Champion de Cicé ne pouvait jouer un rôle actif dans ces assemblées dont il désapprouvait les orientations dominantes. Par une de ces incongruités dont les destins individuels confrontés à la grande histoire ont le secret, alors que la Nation travaillait fébrilement à son avenir, notre évêque se rendit en Allemagne pour « prendre les eaux ».
Il ne revint jamais en France et mourut à Halberstadt en 1805, où il est inhumé dans le cimetière des moines franciscains.
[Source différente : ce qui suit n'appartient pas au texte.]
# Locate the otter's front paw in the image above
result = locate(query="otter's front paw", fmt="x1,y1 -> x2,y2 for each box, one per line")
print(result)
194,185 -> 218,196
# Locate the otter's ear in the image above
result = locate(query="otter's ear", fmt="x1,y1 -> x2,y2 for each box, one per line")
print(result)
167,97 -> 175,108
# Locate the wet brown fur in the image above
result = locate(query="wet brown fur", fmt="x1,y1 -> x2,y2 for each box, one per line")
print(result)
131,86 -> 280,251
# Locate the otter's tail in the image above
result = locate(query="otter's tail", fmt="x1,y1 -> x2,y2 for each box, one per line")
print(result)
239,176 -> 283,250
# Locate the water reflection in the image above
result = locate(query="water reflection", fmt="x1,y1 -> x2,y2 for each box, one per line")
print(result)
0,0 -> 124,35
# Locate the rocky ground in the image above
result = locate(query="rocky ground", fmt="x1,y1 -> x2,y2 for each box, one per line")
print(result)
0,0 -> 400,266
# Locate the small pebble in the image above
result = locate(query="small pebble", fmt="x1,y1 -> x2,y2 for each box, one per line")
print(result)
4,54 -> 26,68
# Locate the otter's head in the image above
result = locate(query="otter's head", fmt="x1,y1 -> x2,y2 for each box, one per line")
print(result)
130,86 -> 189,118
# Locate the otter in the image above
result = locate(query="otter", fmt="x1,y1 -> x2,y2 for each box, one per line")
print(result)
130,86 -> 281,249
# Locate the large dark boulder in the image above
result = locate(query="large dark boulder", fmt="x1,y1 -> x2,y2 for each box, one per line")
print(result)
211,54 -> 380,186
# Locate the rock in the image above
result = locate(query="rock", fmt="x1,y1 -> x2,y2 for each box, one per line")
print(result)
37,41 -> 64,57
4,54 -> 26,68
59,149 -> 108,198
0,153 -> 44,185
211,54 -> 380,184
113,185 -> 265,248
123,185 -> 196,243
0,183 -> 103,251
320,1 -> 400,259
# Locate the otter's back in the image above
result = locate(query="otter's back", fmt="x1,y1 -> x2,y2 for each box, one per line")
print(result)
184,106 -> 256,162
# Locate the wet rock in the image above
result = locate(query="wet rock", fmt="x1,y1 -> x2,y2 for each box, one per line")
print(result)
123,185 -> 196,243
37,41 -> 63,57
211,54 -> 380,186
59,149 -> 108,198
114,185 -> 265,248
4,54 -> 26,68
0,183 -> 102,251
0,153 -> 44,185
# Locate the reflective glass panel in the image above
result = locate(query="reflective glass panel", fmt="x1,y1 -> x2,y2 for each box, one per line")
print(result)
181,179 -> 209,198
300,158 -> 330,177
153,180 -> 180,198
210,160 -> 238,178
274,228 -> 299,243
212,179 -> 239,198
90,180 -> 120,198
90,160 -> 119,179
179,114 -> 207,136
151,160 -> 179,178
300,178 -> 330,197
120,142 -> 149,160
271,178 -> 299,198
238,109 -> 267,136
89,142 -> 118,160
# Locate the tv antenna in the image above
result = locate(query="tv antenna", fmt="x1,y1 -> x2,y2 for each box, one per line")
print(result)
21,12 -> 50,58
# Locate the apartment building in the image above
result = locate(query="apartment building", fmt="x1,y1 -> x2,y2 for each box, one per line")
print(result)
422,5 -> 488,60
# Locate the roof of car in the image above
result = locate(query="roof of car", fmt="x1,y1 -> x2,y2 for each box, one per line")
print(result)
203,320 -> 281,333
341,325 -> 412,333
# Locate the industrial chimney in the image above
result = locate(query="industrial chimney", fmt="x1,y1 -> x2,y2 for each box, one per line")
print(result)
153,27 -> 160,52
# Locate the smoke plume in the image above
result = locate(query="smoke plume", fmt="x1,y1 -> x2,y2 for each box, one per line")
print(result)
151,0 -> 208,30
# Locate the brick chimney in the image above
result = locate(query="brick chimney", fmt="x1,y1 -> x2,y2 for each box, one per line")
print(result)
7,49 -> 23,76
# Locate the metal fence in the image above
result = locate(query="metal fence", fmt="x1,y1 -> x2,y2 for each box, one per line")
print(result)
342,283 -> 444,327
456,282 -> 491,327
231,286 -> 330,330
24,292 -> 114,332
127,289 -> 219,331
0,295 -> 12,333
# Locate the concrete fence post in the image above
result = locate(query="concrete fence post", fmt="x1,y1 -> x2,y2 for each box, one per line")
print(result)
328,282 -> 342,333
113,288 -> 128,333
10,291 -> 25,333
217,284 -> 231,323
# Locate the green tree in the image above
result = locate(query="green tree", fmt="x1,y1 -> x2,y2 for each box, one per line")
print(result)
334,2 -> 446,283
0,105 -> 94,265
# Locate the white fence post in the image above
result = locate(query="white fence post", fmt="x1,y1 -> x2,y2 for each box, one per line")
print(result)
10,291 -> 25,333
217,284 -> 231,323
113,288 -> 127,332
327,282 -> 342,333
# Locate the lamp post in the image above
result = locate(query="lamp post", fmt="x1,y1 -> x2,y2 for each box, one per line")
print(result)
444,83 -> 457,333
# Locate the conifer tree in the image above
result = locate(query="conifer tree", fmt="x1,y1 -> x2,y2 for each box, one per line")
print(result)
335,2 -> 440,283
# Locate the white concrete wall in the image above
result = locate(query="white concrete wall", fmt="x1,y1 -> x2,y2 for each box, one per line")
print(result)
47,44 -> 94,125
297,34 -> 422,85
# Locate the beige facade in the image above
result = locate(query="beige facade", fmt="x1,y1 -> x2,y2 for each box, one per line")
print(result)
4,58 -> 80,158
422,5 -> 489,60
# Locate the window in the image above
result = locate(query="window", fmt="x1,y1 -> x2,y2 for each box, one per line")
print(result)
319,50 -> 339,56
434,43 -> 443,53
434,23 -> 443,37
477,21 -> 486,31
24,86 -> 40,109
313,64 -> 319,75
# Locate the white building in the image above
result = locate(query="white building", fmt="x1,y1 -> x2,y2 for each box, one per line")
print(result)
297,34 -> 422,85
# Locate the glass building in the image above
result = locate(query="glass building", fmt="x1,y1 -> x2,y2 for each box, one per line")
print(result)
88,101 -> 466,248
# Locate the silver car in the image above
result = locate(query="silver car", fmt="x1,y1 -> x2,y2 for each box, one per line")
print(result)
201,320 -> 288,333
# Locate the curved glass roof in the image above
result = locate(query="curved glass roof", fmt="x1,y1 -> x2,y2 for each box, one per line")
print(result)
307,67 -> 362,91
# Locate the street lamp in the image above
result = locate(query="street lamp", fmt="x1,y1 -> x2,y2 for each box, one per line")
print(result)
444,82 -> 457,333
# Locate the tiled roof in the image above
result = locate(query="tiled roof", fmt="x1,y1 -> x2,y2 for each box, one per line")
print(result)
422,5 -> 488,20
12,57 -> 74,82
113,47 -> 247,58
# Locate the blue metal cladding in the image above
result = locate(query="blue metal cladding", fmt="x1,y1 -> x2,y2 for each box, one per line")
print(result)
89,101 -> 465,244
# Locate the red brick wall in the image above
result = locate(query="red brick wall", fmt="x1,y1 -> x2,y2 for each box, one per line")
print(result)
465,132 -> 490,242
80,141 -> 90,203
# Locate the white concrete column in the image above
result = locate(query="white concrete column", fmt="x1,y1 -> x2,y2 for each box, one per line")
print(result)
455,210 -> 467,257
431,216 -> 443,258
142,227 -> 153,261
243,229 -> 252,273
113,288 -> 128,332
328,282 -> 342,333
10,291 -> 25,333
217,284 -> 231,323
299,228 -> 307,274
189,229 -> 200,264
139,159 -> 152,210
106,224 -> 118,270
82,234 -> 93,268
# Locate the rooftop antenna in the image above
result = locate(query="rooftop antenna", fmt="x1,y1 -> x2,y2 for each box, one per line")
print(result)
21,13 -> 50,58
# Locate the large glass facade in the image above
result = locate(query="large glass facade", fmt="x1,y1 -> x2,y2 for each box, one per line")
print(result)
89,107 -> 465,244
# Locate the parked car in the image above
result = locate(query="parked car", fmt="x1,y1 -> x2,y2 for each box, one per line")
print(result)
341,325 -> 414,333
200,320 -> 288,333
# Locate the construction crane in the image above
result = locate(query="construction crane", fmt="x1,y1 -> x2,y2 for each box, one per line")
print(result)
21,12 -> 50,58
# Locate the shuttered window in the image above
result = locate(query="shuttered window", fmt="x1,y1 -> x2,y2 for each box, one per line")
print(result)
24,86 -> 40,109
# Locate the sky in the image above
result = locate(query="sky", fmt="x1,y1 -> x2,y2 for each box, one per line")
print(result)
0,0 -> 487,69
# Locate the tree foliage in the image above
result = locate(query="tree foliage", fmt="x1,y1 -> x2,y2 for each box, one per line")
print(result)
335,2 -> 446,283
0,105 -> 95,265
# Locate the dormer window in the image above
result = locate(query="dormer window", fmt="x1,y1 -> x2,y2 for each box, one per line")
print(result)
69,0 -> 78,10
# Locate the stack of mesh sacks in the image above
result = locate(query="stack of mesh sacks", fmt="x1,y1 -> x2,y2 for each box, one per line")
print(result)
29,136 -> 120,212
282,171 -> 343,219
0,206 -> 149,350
Son frère cadet Jérôme Champion de Cicé, qui professait des conceptions plus ouvertes au changement, eut une carrière prestigieuse. Il fut évêque-comte de Rodez, puis archevêque de Bordeaux et Garde des Sceaux de Louis XVI – qui l’avait choisi justement pour ses « idées avancées » -. Il émigra cependant et revint en France sous le Consulat. Il fut alors nommé archevêque d’Aix.
Leur sœur Adélaïde Champion de Cicé, formée par sa mère à la piété et à la charité, fonda en 1791 avec un jésuite les Filles du Coeur de Marie, des religieuses en habits laïcs et fondues dans le monde pour échapper aux sanctions du pouvoir. Elle fut arrêtée en 1799, car elle avait donné asile à l’un des auteurs de l’attentat de la rue Saint-Nicaise contre le Premier Consul, mais elle fut acquittée.
Avec Jean-Baptiste Champion de Cicé, 105ème et dernier évêque d’Auxerre, s’achevait une histoire de quinze siècles, celle du diocèse fondé par Pèlerin, le martyr de Bouhy, que l’abbé Lebeuf nous a racontée. Celle de notre petite région lui avait été étroitement liée.